In deze zaak heeft de Rechtbank Gelderland op 15 september 2016 uitspraak gedaan in een geschil tussen eiseres en verweerder over de beëindiging van de uitkering op basis van de Wet werk en inkomen naar arbeidsvermogen (Wet WIA). Eiseres, die eerder als verkoopmedewerkster werkte, was sinds 2006 arbeidsongeschikt door psychische klachten en ontving sinds 2008 een WIA-uitkering.

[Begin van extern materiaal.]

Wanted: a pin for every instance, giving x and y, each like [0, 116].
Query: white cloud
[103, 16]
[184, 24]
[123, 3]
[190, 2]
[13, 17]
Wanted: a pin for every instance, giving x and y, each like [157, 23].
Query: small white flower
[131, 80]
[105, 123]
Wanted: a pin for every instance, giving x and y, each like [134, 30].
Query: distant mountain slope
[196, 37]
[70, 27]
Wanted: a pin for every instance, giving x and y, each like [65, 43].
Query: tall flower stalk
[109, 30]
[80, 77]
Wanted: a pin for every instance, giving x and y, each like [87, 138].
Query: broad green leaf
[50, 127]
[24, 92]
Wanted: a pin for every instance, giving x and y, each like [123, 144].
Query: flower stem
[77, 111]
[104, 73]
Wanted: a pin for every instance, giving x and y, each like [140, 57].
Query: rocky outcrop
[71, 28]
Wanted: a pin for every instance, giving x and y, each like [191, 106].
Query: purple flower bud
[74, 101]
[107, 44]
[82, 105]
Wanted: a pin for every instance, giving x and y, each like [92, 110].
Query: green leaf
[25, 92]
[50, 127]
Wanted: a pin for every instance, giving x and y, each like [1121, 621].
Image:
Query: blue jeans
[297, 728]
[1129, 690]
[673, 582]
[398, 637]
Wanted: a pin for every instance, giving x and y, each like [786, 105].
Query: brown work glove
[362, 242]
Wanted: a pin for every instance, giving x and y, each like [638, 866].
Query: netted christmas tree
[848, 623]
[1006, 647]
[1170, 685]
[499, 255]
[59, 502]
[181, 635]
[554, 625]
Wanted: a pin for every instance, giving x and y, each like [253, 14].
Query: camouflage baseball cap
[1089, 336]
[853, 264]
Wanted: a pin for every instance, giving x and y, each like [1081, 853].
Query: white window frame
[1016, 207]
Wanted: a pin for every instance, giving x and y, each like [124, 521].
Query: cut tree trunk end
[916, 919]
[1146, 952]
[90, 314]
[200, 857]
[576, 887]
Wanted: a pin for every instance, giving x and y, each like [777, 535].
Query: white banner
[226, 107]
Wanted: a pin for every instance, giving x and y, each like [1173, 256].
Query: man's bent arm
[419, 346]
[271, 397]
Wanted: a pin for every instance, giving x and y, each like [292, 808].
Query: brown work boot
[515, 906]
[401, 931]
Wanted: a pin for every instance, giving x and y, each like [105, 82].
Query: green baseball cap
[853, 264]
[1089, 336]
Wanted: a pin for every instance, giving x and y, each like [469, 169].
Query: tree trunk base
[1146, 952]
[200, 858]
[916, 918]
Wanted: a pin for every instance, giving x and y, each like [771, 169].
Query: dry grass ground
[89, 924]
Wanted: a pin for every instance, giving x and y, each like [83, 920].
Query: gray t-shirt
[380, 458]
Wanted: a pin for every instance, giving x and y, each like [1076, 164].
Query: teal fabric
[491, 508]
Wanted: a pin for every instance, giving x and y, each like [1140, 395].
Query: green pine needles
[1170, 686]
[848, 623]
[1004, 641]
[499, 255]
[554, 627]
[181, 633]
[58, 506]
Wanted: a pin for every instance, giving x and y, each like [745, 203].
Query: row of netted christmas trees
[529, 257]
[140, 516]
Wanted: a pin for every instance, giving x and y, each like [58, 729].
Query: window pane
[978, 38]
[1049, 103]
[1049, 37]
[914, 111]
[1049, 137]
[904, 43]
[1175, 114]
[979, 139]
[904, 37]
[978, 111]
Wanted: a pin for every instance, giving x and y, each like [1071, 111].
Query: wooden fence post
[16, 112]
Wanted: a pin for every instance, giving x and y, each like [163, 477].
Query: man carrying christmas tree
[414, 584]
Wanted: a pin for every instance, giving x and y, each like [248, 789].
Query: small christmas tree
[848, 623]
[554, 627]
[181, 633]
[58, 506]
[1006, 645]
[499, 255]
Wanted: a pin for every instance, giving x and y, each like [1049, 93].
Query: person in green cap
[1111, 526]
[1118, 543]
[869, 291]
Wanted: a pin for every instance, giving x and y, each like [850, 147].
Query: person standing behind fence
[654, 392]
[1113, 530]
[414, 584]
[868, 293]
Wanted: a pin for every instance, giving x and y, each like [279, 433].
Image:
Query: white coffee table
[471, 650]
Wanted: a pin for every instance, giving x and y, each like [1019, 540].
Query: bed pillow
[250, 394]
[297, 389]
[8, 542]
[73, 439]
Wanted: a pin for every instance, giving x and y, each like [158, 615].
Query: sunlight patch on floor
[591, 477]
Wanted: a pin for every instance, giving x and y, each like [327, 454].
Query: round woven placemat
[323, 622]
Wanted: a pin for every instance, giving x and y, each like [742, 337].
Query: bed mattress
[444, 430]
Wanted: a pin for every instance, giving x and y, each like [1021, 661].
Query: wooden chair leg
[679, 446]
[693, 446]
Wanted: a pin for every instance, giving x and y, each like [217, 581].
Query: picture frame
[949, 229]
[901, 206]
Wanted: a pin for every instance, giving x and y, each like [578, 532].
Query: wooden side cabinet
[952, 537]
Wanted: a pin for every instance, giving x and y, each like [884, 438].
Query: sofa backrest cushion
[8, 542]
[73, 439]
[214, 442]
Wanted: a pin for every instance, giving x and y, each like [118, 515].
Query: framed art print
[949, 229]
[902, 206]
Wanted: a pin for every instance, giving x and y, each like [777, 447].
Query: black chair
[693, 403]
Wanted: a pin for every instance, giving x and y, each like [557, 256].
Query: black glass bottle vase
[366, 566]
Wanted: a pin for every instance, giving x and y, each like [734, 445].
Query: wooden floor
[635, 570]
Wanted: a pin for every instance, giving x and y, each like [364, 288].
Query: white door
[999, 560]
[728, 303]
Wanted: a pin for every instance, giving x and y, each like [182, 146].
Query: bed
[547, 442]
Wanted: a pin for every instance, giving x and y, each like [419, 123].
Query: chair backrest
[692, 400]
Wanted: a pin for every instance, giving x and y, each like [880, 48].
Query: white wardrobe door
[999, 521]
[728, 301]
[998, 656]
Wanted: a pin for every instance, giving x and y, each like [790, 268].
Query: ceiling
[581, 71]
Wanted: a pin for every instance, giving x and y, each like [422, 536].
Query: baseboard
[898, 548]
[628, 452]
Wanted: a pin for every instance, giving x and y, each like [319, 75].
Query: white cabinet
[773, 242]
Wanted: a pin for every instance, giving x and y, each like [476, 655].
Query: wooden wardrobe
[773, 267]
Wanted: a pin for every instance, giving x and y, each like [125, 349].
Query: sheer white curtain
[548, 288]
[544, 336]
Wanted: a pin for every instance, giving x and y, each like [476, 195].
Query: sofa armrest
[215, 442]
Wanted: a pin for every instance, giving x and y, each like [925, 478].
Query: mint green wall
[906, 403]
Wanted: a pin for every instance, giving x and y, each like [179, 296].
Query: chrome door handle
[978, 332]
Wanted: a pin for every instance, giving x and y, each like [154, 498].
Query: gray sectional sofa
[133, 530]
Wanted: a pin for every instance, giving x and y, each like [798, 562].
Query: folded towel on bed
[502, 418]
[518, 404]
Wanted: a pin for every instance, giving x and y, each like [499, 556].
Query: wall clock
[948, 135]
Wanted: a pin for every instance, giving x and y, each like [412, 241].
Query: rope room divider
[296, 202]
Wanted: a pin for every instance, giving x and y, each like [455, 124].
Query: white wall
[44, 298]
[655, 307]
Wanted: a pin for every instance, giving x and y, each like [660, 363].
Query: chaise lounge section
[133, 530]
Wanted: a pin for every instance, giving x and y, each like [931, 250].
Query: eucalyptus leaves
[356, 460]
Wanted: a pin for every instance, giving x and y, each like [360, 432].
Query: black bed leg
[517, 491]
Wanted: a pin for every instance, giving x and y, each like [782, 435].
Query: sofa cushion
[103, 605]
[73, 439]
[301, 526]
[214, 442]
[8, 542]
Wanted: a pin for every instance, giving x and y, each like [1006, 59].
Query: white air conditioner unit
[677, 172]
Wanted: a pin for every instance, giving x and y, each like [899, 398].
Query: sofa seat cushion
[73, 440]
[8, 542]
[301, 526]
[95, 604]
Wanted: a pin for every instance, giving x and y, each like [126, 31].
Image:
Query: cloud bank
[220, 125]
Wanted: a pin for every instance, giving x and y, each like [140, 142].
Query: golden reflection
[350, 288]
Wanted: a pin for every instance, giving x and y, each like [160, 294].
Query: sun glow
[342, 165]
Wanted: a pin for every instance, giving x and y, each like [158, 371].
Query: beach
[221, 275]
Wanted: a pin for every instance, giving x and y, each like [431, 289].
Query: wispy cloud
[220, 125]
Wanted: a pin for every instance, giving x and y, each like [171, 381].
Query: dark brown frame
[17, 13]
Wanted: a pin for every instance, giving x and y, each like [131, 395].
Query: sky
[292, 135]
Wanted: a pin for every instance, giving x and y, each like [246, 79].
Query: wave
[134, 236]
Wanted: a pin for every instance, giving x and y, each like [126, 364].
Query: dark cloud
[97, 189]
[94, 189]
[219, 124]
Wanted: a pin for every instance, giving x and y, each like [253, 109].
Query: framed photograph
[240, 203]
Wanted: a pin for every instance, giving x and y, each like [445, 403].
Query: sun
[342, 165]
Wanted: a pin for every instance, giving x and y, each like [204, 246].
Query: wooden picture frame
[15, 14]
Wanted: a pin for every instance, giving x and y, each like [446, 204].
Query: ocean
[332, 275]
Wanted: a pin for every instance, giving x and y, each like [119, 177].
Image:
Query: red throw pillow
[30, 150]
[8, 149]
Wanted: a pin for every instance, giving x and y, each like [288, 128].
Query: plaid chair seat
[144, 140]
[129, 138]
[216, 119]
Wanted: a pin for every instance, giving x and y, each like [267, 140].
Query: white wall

Verweerder heeft op 20 januari 2015 besloten om de uitkering van eiseres per 21 maart 2015 te beëindigen, omdat zij minder dan 35% arbeidsongeschikt zou zijn. Dit besluit werd na bezwaar door verweerder gehandhaafd.
Eiseres heeft beroep ingesteld tegen dit besluit, waarbij zij aanvoert dat verweerder onvoldoende rekening heeft gehouden met haar psychische klachten en dat de medische beoordeling niet zorgvuldig is uitgevoerd. De rechtbank heeft vastgesteld dat het medisch onderzoek zorgvuldig is verricht en dat de klachten van eiseres op een deugdelijke wijze zijn betrokken bij de beoordeling. De rechtbank heeft echter ook geconstateerd dat er een discrepantie is tussen de vastgestelde belastbaarheid van eiseres en de Functionele Mogelijkheden Lijst (FML), met name op het onderdeel frequent buigen tijdens het werk. Dit heeft geleid tot de conclusie dat het bestreden besluit op een onjuiste medische grondslag berust.
De rechtbank heeft het beroep gegrond verklaard, het bestreden besluit vernietigd, maar de rechtsgevolgen van het besluit in stand gelaten. Eiseres heeft recht op vergoeding van de proceskosten en het griffierecht. De uitspraak is openbaar gedaan door rechter I.A.M. van Boetzelaer - Gulyas, met griffier J. de Graaf.